On Shoes, Insults and Bernie Madoff

So, isn’t that a fine thank-you for liberating a country?

George Bush showed quick reflexes by ducking out of the way of a well-aimed shoe from an Iraqi “journalist”?

I wonder if that made Keith Olbermann feel inadequate in any way.

In Iraq, they call you a dog and throw a shoe at you as a sign of disrespect.

On MSNBC, they sign Keith Olbermann up to a multiyear contract.

The Washington press corps has had just about as much respect for this president as did that Iraqi journalist. They just hid their frustration a tad bit better.

And if I were a Washington journalist, I would be frustrated, too.

Let’s face it, their business model is about ready to go the same way as GM and Chrysler. Just ask Sam Zell.

The world does seem to be spiraling out of control, and the absurdity of the fast-shoe pitch only serves to underscore the crazy world we all live in.

Which leads me to Bernie Madoff.

How can one man create a Ponzi scheme in which $60 billion is lost?

Where did all the money go? It must have gone somewhere, right?

Did he buy real estate? Cars? Apartment buildings? Did he use the money to keep his furnace lit?

And why didn’t the people who invested in this Ponzi scheme check up on their money every once in a while? These investors all seemed to be smart people. They all had fabulous homes in fabulous places like Palm Beach and Manhattan and Hollywood.

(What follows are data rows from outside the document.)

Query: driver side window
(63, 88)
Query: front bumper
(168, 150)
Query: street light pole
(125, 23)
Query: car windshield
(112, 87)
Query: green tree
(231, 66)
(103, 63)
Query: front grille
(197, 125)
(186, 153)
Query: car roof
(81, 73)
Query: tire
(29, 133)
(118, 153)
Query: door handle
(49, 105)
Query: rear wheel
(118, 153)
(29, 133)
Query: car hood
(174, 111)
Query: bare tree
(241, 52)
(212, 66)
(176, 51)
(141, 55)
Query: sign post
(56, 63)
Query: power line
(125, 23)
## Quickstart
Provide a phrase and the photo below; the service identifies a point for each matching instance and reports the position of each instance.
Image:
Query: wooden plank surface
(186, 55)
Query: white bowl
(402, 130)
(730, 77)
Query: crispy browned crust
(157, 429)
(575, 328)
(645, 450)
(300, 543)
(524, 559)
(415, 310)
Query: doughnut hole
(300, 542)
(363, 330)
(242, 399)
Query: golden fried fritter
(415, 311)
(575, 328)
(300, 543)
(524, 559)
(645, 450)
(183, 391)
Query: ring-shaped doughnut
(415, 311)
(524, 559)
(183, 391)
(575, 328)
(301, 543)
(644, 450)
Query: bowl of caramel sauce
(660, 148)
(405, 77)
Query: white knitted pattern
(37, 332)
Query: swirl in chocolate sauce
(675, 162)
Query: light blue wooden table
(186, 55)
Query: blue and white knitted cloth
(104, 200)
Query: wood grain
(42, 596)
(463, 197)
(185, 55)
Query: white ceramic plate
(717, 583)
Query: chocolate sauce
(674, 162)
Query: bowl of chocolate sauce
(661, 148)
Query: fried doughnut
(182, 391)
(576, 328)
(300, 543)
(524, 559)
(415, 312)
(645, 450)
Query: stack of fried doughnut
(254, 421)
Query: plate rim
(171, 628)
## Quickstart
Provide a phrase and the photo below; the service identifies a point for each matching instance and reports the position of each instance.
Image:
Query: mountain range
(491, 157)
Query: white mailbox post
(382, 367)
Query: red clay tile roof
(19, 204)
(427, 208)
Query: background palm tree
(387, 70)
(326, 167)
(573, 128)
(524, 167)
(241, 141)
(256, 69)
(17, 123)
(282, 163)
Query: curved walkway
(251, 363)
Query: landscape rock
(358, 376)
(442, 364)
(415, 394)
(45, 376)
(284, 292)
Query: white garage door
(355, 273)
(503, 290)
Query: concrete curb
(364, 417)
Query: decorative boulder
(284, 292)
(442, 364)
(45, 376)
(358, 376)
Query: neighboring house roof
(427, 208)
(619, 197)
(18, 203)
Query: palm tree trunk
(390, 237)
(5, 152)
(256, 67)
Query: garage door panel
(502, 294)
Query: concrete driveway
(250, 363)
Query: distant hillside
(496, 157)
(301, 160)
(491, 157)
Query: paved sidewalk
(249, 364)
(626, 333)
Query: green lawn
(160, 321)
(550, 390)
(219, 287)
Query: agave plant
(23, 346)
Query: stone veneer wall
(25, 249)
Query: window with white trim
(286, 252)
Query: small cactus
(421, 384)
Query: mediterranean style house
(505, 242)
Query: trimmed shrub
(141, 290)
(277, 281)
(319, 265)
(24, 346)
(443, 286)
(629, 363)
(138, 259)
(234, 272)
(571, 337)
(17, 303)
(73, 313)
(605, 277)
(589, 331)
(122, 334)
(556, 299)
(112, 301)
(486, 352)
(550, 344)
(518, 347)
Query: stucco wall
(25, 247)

And now, these smart people are broke because they got bilked by one man. And we still don’t know what that one man did with the all the money.

But Ponzi schemes should be nothing new to the American people.

Have you ever heard of Social Security? That is the biggest Ponzi scheme ever invented.

The idea is that Americans taxpayer will put a little money in a fund early in life, and then get a lot of money back when he or she retires. Like a Ponzi scheme, it works pretty well for the early investors. It works a lot less well for the later generations.

But unlike Mr. Madoff, the Social Security Ponzi scheme is backed by the full faith and credit of the United States. Doesn’t make it right. It just makes it official.

What the Madoff case proves is that you can’t trust anybody these days. For an economic system that is based on trust (credit cards, mortgages, food supply, etc.), it is bad news when that trust takes a hit.

We are going through a strange time in this world of ours. Journalists throw shoes at politicians, investment professionals admit that they have stolen billions from their clients, governors put Senate seats on the auction block, big Detroit motor companies prepare to go broke.

And the one man we expect to fix it all has no executive experience, has little legislative experience, and is tied to one of the most corrupt political machines in the country.

Hang on to your hat. This is going to be a wild ride.